[Haskell-cafe] Parallel Haskell Digest 6
Eric Y. Kow
eric at well-typed.com
Thu Oct 6 17:58:47 CEST 2011
Parallel Haskell Digest
This edition of the Parallel Haskell Digest kicks off with some
[warm feelings][n1] from BioHaskeller Ketil Malde
> Blessing of the day goes to the authors of threadscope. In fact, let me look
> it up: Donnie Jones, Simon Marlow, and Satnam Singh. I had an old STM
> experiment lying around, but couldn't quite make it go faster than the single
> threaded version.
> Today I installed threadscope, and a glance at the output sufficed to
> identify the problem, and now at least it's faster. Great tool! (But you all
> knew that, of course)
Thanks indeed to the original authors of ThreadScope! Ketil made good use
of the original ThreadScope. Since the original release, the folks at
Well-Typed have taken over development on ThreadScope (Andres, Duncan,
and Mikolaj) and are working to extend it so that it becomes even easier
to squash those pesky performance bugs. These extensions, much like
this digest, are made possible by the [Parallel GHC Project][n0]. We
hope you'll love the results.
[Data Parallelism in Haskell][n2] slides and video
Manuel Chakravarty came all the way from Sydney (that's 931 km!)

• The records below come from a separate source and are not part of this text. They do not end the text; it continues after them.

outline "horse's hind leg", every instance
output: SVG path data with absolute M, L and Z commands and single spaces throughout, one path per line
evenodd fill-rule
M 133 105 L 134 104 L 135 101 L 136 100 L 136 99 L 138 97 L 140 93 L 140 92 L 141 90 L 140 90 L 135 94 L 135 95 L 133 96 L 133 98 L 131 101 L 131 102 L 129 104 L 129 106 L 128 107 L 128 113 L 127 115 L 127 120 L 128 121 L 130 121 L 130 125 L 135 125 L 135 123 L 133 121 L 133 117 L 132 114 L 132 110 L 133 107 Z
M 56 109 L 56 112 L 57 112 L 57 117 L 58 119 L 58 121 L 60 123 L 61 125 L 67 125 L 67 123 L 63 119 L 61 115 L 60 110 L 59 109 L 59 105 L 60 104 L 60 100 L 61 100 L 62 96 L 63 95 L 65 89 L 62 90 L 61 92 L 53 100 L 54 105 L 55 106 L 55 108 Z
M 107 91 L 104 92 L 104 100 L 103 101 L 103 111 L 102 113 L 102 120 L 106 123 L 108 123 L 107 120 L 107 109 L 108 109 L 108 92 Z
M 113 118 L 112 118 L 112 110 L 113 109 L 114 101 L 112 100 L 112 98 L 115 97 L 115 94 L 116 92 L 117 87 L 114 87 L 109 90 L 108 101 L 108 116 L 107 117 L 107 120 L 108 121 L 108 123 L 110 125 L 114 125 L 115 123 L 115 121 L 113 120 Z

to tell the Brisbane FP Group about work going on at UNSW on
data parallel programming in Haskell. The talk covers a lot of
ground. It's an hour and a half long and
> [It] motivates the use of functional programming for parallel,
> and in particular, data parallel programming and explains the
> difference between regular and irregular (or nested) data
> parallelism. It also discusses the Repa library (regular data
> parallelism for multicore CPUs), the embedded language Accelerate
> (regular data parallelism for GPUs), and Data Parallel Haskell
> (nested data parallelism for multicore CPUs).
Both video and slides are available, so check it out!
Word of the Month
The word of the month is *dataflow* as in dataflow parallelism.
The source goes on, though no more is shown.